Mike Monteiro on Steve's willingness to embrace the unknown:
Steve Jobs had an amazing life. Did amazing things. Touched an incredible amount of people. And, most assuredly changed the world. But for me, sitting in the audience that day, a little bit more afraid of the future than I was willing to admit to anyone at the time, Steve Jobs taught me that the things you didn't know could be infinitely more exciting than the things you did know.
Pierre Omidyar on Jobs' legacy:
For me, Steve's legacy won't be limited to these breakthrough products, however. More important than the products themselves, he changed the way we think - and how we think about something is often the hardest thing to change. This makes Steve's successes all that much more remarkable.
Jason Snell shares a personal moment:
My daughter was born in the interregnum between the announcement of the iPod and its release to the general public. Those of us who were fortunate enough to attend the Apple event introducing the iPod got to take review units home, running beta software and pre-loaded with music. As my wife labored to bring my daughter into the world, she did so with music playing. It was a special playlist she had built in iTunes. This is not special now. This is part of the fabric of our lives. You make a playlist and then play it back. At a birth, or a birthday party, or some other social event. But back then nobody had iPods yet. Nobody except people from Apple and a few members of the media. I might have been one of the first people to have an indelible personal moment happen to the soundtrack of an iPod, but hundreds of millions more would follow.

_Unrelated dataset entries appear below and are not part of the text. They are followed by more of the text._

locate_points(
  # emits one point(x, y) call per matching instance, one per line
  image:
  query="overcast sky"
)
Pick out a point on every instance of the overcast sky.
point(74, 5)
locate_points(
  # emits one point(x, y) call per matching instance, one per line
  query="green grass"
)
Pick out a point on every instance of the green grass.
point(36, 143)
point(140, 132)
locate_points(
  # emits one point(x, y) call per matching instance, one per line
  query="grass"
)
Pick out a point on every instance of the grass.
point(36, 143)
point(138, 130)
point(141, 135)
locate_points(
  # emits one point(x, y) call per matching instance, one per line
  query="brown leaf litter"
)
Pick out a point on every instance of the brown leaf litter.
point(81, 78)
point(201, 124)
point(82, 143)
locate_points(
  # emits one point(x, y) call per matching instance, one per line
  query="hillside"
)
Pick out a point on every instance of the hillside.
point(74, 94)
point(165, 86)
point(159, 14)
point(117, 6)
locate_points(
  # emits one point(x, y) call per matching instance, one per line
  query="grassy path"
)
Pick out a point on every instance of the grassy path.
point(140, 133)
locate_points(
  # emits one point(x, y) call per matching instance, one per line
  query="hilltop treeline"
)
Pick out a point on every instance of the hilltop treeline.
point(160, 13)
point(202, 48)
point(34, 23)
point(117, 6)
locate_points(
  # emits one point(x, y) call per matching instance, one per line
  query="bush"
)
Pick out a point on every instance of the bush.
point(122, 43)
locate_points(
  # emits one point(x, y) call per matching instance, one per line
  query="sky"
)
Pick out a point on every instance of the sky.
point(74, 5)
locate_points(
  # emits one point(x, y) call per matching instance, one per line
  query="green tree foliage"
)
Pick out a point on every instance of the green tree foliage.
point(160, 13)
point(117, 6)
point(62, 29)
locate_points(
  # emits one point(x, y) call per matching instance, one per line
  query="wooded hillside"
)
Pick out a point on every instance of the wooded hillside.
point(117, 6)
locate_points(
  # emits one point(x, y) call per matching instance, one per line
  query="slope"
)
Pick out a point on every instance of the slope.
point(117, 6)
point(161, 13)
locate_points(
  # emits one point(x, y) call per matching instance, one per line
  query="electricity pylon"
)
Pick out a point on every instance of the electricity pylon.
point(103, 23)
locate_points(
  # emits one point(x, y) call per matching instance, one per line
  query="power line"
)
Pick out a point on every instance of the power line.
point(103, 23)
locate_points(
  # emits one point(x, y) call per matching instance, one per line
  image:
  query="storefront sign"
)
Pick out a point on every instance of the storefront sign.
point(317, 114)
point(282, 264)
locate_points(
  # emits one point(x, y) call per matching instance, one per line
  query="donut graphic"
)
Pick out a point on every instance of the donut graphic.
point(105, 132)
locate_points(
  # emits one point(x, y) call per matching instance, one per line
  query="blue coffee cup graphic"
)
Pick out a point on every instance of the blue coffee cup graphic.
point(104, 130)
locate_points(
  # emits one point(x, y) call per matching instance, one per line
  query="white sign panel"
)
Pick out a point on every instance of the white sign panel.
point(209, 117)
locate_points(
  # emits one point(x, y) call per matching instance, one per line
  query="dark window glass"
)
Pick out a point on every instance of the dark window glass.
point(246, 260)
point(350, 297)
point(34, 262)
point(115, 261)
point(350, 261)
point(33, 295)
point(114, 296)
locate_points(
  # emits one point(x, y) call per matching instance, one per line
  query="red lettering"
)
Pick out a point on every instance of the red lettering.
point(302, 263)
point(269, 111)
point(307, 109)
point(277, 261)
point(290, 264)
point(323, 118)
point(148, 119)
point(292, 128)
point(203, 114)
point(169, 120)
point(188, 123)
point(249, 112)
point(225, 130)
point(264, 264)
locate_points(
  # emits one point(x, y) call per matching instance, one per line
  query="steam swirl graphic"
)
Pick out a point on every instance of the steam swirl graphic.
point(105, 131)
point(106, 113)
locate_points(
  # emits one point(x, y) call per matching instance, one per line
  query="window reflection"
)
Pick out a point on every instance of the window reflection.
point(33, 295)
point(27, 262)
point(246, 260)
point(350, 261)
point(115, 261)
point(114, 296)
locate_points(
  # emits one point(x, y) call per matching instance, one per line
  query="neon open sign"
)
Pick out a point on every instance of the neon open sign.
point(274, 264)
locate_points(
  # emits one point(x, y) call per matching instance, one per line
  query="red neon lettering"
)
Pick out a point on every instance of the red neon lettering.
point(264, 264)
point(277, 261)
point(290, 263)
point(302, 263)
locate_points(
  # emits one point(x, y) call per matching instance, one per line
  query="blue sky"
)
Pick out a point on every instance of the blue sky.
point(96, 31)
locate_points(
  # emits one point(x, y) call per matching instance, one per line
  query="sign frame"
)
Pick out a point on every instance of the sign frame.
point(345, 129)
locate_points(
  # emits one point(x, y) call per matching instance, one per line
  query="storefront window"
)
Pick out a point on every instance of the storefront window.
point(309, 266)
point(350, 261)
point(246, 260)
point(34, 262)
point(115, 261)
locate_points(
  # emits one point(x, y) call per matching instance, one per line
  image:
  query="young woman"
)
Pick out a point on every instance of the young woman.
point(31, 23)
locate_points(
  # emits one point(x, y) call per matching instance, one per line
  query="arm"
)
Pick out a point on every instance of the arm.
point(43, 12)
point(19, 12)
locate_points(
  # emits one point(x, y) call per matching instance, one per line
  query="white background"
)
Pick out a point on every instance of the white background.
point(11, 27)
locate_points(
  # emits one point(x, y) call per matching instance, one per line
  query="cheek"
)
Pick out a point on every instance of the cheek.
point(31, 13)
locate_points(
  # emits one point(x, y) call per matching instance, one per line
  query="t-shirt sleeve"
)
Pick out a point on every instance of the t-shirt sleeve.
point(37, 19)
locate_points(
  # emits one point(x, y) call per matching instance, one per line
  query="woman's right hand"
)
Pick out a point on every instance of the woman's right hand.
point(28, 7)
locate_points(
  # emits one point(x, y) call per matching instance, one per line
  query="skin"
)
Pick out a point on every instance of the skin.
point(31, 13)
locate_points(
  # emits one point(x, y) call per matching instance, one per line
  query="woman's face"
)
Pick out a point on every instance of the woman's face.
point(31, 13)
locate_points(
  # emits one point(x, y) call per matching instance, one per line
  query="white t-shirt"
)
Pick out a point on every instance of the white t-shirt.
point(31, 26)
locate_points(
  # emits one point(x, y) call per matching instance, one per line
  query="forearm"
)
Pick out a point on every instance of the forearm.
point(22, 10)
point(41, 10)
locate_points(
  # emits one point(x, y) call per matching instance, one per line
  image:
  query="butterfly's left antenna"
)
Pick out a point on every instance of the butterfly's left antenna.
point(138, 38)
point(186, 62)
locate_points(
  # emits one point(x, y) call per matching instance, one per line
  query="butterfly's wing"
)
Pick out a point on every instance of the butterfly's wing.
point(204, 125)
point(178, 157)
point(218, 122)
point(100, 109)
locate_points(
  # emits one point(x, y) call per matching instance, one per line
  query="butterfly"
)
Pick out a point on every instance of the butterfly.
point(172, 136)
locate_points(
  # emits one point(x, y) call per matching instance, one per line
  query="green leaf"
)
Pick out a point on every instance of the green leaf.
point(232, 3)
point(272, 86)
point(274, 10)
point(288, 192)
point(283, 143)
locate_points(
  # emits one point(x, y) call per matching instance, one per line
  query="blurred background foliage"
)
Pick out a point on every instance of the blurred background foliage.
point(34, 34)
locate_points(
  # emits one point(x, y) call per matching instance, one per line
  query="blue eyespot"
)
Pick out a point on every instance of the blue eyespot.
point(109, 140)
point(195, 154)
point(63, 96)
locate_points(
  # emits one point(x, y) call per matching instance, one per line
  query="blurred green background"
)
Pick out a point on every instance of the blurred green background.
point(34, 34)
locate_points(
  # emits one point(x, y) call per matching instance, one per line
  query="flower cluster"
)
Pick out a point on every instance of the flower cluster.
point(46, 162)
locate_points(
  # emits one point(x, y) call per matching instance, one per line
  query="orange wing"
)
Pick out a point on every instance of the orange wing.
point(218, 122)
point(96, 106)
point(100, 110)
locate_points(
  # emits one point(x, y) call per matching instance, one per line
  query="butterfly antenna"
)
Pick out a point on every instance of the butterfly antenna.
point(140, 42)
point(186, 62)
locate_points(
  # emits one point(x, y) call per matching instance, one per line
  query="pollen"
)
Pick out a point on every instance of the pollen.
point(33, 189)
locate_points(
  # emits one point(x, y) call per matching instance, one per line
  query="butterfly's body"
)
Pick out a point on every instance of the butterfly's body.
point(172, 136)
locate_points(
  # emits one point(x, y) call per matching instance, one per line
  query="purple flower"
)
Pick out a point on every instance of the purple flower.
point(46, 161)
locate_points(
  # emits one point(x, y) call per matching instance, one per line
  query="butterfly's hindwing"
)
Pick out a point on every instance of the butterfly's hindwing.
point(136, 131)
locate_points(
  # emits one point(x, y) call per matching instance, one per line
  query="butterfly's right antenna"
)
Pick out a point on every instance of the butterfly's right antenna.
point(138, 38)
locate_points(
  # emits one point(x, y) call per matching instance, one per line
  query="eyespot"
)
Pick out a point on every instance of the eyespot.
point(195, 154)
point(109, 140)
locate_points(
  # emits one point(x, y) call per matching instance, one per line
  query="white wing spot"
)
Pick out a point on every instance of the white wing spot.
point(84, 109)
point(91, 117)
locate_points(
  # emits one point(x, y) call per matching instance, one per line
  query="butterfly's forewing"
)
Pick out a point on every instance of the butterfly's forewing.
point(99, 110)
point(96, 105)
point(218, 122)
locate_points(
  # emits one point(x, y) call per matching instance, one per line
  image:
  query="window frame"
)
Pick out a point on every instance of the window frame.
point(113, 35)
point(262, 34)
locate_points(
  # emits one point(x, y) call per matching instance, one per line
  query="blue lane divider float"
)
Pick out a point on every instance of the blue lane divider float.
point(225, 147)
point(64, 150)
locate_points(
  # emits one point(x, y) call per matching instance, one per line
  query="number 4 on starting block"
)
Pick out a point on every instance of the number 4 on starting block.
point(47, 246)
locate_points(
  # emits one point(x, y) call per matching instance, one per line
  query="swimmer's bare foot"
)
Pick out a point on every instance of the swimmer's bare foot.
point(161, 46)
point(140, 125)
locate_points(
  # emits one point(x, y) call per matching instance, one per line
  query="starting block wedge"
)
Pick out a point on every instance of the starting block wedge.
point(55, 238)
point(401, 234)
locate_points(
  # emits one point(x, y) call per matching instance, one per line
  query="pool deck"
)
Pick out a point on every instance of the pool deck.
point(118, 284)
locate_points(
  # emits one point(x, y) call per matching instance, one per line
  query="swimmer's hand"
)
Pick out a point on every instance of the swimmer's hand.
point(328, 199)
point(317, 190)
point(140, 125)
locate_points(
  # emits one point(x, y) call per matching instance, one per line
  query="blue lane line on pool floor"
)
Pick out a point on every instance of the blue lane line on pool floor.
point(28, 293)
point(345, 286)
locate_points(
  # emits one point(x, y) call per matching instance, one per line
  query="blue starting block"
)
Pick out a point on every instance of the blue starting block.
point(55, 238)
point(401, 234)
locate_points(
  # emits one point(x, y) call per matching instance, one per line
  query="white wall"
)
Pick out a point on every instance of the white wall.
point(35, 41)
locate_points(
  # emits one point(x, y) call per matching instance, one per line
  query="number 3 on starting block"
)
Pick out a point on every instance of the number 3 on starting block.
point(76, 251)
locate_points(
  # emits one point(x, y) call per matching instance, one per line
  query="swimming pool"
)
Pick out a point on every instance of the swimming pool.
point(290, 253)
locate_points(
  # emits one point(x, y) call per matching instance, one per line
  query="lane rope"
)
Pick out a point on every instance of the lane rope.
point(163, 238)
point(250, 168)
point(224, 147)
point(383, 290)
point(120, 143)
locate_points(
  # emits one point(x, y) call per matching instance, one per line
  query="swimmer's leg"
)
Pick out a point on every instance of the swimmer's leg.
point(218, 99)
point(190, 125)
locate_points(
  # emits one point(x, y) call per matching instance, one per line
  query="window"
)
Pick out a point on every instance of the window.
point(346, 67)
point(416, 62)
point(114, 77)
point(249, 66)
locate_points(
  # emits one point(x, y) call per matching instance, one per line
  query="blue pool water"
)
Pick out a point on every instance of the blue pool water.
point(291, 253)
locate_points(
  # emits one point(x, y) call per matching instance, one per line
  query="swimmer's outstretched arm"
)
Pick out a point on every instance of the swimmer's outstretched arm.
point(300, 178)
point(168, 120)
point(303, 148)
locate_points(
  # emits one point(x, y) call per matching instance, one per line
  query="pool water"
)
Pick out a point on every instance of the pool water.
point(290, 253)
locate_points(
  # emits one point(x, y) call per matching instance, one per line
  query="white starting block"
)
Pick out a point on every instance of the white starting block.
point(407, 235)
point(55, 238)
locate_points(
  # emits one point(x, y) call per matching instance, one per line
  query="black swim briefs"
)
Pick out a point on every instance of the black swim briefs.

Stephen Wolfram has personal remembrances of Jobs naming products, designing book covers, dating (and much more):
The conversation was going on, but he said he couldn't go to dinner, and actually he was quite distracted, because he was going out on a date that evening-and he hadn't been on a date for a long time. He explained that he'd just met the woman he was seeing a few days earlier, and was very nervous about his date. The Steve Jobs-so confident as a businessman and technologist-had melted away, and he was asking me-hardly a noted known authority on such things-about his date. As it turned out, the date apparently worked out-and within 18 months the woman he met became his wife, and remained so until the end.
Jonathan Schwartz on Jobs' lasting impact in the Valley:
For Silicon Valley, he has, in many ways, been the star around which we all orbit. His absence is disorienting. I can't think of a better way of describing it.
John Gruber on Steve Jobs' grass-stained shoes:
Surely, my mind raced, surely he has more than one pair of those shoes. He could afford to buy the factory that made them. Why wear this grass-stained pair for the keynote, a rare and immeasurably high-profile public appearance?
Brian Lam describes an awkward phone call:
"Hi, this is Steve. I really want my phone back."